LOMBARDIA: AGITAZIONE GESTORI IMPIANTI CARBURANTE
LOMBARDIA: AGITAZIONE GESTORI IMPIANTI CARBURANTE
NO A PAGAMENTI CON CARTE CREDITO

Milano, 19 dic. -(Adnkronos)- Da domenica 22 a domenica 29 dicembre, in tutta la Lombardia, gli automobilisti che faranno sosta alle stazioni di servizio, non potranno pagare il rifornimento di benzina e diesel con la carta di credito e le carte aziendali. E' la conseguenza dell'agitazione proclamata da Figisc Lombardia (il sindacato dei gestori di impianti stradali) e Anisa (Associazione che riunisce i gestori degli impianti sulle autostrade e le tangenziali), per protestare contro l'attuale gestione del sistema di pagamento con le carte di credito che danneggia fortemente i gestori di impianti stradali.

In Lombardia, Gigisc e Anisa, riuniscono piu' del 70 pc degli oltre 4 mila impianti che si trovano sulla rete regionale di strade, autostrade e tangenziali. Le carte di credito piu' usate dagli automobilisti sono Cartasi' e le carte del circuito Visa. Ma vi sono anche le carte di credito emesse direttamente dalle stesse societa' petrolifere. ''La situazione e' ormai diventata insostenibile -afferma Giuseppe Guardi, presidente di Figisc Lombardia -per i costi che il sistema interbancario e le societa' petrolifere scaricano sul gestore''.

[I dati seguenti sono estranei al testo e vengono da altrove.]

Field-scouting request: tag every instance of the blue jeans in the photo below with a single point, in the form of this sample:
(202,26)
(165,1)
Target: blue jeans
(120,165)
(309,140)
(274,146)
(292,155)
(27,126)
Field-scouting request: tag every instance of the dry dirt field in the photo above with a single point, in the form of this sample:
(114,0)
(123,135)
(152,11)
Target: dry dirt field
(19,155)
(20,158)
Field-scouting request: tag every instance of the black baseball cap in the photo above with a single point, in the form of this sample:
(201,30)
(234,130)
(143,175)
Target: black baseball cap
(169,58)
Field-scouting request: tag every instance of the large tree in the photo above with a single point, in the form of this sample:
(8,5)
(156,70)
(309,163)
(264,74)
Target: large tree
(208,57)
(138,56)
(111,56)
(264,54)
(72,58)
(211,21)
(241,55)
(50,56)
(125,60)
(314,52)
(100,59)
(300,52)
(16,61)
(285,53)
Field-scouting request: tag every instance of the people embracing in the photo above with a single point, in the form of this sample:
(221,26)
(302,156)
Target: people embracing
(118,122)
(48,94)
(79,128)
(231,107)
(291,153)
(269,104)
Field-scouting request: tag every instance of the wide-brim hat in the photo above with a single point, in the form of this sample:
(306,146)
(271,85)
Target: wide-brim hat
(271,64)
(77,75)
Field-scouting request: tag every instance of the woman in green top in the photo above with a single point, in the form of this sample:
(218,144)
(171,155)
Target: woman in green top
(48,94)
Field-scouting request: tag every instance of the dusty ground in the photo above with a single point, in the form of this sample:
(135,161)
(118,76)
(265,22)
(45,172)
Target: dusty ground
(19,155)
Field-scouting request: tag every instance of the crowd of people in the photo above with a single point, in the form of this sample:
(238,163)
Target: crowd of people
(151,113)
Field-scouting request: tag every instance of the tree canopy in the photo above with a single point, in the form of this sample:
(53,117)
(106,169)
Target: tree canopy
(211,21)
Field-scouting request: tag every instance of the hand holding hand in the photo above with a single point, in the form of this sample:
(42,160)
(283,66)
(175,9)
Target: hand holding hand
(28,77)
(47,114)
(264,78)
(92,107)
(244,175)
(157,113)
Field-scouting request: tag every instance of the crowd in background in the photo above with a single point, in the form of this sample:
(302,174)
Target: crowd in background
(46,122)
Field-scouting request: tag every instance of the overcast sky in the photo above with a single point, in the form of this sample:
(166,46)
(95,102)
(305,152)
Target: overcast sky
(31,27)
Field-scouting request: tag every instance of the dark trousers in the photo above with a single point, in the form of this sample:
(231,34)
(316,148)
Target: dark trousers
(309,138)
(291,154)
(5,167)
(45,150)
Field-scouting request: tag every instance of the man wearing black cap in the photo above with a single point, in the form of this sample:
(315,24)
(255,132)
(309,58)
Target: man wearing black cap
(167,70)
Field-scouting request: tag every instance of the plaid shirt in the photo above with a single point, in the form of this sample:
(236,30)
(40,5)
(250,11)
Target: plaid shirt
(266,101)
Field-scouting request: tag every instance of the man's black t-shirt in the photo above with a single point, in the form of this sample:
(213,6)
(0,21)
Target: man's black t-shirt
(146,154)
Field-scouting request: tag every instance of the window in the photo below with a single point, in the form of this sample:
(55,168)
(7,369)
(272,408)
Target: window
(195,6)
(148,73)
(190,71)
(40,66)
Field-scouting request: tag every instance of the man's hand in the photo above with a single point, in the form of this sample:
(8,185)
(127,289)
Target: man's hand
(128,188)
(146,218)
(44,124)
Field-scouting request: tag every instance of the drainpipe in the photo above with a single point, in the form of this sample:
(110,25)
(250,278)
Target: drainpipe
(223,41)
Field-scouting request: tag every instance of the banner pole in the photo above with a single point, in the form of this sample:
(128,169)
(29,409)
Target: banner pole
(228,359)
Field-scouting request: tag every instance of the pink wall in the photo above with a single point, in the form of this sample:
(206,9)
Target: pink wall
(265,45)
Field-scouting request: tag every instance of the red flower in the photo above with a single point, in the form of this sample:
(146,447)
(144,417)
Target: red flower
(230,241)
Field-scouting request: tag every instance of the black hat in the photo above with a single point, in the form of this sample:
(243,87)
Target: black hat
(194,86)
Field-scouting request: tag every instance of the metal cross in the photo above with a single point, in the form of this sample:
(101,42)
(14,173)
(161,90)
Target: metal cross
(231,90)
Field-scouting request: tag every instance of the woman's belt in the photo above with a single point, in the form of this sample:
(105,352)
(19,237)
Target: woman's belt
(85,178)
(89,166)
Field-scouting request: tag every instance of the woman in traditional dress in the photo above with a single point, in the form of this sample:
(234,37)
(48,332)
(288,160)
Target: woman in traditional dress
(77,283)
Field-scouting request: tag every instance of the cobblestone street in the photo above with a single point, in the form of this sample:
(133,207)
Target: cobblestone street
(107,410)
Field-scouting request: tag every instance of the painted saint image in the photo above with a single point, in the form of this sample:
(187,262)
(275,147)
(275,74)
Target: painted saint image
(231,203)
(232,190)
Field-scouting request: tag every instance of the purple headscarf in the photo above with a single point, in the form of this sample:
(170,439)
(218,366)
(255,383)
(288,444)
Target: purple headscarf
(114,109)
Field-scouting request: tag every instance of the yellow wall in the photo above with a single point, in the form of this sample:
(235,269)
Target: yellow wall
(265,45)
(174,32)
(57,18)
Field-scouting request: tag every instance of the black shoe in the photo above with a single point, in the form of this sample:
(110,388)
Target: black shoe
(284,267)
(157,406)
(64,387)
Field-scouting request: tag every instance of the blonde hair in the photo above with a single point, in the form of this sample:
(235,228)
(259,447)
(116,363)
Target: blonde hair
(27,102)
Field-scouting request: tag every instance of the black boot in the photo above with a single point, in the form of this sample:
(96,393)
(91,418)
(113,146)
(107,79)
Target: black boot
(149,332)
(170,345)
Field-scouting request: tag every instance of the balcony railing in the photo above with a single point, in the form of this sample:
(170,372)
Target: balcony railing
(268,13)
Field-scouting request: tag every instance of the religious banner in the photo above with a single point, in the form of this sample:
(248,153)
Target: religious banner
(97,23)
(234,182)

Il benzinaio, infatti, paga in media 13 lire al litro per ogni operazione effettuata dall'automobilista con la carta di credito. ''Facciamo l'esempio di un pieno dal costo di 70 mila lire -spiega Guardi- al gestore l'operazione con la carta di credito costa 507 lire. Tenendo conto che su un pieno del costo di 70 mila lire il nostro ricavo e' di 2.500 lire, l'erosione sul nostro gia' basso margine e' percio' stimabile in quasi il 20 pc''.